Emerg Infect Dis. 2003 Jul;9(7):827-32. doi: 10.3201/eid0907.020587.
An epidemiologic and seroprevalence survey was conducted (n=830) to assess the proportion of persons exposed to hantavirus in IX Region Chile, which accounts for 25% of reported cases of hantavirus cardiopulmonary syndrome. This region has three geographic areas with different disease incidences and a high proportion of aboriginals. Serum samples were tested for immunoglobulin (Ig) G antibodies by enzyme-linked immunosorbent assay against Sin Nombre virus N antigen by strip immunoblot assay against Sin Nombre, Puumala, Río Mamoré, and Seoul N antigens. Samples from six patients were positive for IgG antibodies reactive with Andes virus; all patients lived in the Andes Mountains. Foresting was also associated with seropositivity; but not sex, age, race, rodent exposure, or farming activities. Exposure to hantavirus varies in different communities of IX Region. Absence of history of pneumonia or hospital admission in persons with specific IgG antibodies suggests that infection is clinically inapparent.

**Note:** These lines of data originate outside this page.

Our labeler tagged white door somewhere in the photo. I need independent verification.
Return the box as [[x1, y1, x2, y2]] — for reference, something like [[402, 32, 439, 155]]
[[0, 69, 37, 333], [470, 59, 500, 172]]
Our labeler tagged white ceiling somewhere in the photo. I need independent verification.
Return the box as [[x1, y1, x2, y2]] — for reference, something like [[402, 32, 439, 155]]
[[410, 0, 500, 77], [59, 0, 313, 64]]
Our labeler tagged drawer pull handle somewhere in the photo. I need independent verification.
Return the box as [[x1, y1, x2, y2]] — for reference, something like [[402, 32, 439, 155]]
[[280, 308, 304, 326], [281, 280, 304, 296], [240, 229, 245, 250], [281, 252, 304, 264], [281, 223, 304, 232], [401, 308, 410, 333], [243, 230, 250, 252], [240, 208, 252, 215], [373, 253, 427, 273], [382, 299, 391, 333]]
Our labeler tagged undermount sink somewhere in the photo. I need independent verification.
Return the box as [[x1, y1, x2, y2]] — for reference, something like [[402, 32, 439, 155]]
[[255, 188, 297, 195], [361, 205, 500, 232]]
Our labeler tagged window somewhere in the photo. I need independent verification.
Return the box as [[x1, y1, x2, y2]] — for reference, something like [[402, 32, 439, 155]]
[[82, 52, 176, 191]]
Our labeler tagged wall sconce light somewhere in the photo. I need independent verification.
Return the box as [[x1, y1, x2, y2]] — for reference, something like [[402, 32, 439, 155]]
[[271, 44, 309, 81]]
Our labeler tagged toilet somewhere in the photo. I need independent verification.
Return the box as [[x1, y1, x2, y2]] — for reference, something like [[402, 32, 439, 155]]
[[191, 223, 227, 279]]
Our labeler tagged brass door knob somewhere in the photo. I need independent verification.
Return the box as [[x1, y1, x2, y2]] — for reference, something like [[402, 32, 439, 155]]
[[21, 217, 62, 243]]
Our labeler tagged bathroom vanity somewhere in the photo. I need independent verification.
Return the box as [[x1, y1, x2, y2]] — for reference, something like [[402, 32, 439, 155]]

开展了一项流行病学和血清流行率调查(n = 830),以评估智利第九大区感染汉坦病毒的人群比例,该大区报告的汉坦病毒心肺综合征病例占全国的25%。该地区有三个地理区域,疾病发病率不同,且原住民比例较高。通过酶联免疫吸附测定检测血清样本中的免疫球蛋白(Ig)G抗体,采用条带免疫印迹法检测针对辛诺柏病毒N抗原、普马拉病毒、马莫雷河病毒和汉城病毒N抗原的抗体。六名患者的样本对与安第斯病毒反应性的IgG抗体呈阳性;所有患者均居住在安第斯山脉。森林砍伐也与血清阳性有关;但与性别、年龄、种族、接触啮齿动物或农业活动无关。智利第九大区不同社区的汉坦病毒暴露情况各不相同。具有特异性IgG抗体的人群中无肺炎病史或未住院表明感染在临床上不明显。